Had the Ravens stuck with the same offensive line configuration all season, it would be easier to dissect their success based on Rice’s runs from a specific position. Given that there has been such a shift in personnel, here is a synopsis of the findings:
- Running between RG+RT vs. LG+LT, Rice had roughly the same success running between the guard and tackle regardless of which side he runs to.
- Running outside LT or RT without TE help, Rice had more success running off of LT, but most of that came with Oher on that side of the line. Oher is a better run blocker than McKinnie so it would seem that Rice should have more success following Oher, this time to the right side.

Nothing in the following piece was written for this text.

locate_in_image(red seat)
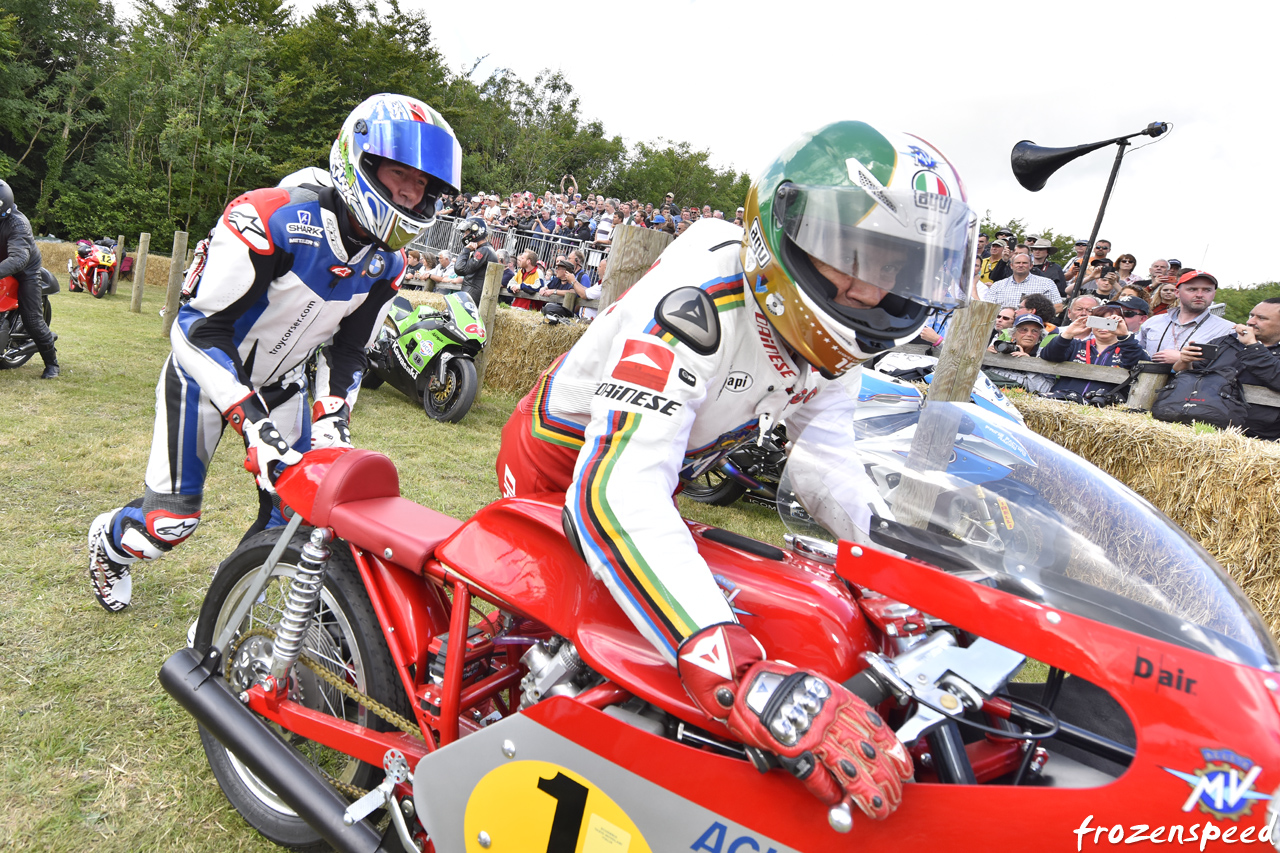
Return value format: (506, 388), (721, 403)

- Running off LT + TE vs. RT + TE, when Osemele was playing RT, Rice had 2+ YPC greater success running off his side with help from a TE than to the left side with a TE. The stats would show that Oher does fine blocking by himself in the run whereas he isn’t as effective with help on his side.
Rice ended his responses about the Patriots on Wednesday by saying, “They are no walk-in-the-park defense, you have to go out there and execute at a high level.”
In last year’s AFC Championship Game, Rice averaged just 3.2 yards per carry on 21 carries, as Wilfork pushed the Ravens’ interior linemen around all afternoon. In Week 3 though, Rice managed a whopping 5.1 yards per carry.
For Rice to execute at a high level Sunday – which will be key to keeping Tom Brady and the Pats offense on the sideline – he’ll likely have to run outside his tackles, something he’s shown that he’s not quite as comfortable with as he is running through the middle of his offensive line.